KriPo

Une minute de lecture

L'ancienne institutrice se confia, évoquant tour à tour les réminiscences olfactives de ses nuits d'amour polyphoniques, la fragrance des épidermes, le grain singulier des peaux de jadis. La centenaire s'exprimait de manière parfaitement intelligible et ne regrettait rien. Elle avait 23 ans en 1942 et traînait déjà (selon des sources bien informées) une solide réputation de débauchée.

« Beaucoup me voyait telle une odalisque », déclara t-elle. Mais je n'étais l'esclave de quiconque ; libre, mouvante, comme l'air vicié du Berlin de cette époque.

Dépendre n'a jamais été mon moint fort, ajouta t-elle en braquant sur moi ses yeux d'un bleu étonnamment vif.

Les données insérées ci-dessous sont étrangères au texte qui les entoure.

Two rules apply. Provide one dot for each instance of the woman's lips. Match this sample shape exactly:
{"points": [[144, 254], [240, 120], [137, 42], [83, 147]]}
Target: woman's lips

En temps de guerre, poursuivit la sybarite, les désirs sont exacerbés ; courir la galipote ou la gueuse, devient une addiction.

J'ouvris l'album, tournant les pages avec soin. Ces photographies argentiques surgies d'un autre âge me troublèrent profondément. La subite âcreté sous mes aisselles enchanta mon interlocutrice.

Tomberiez vous amoureux d'une étoile filante jeune homme !

Peut-être, répondis-je penaud.

Mais n'était-ce pas déjà trop tard ?

Sur le cliché, une jeune femme aux lèvres tuméfiées défiait l'objectif ; la mine défaite. Elle me conta son viol par des « poulets » de la nauséabonde Kriminal Polizei. Cédant à la mode qui ferait fureur lors de l'avènement du smartphone, ses bourreaux avaient immortalisé sa face amochée sur la pellicule - en guise de trophée.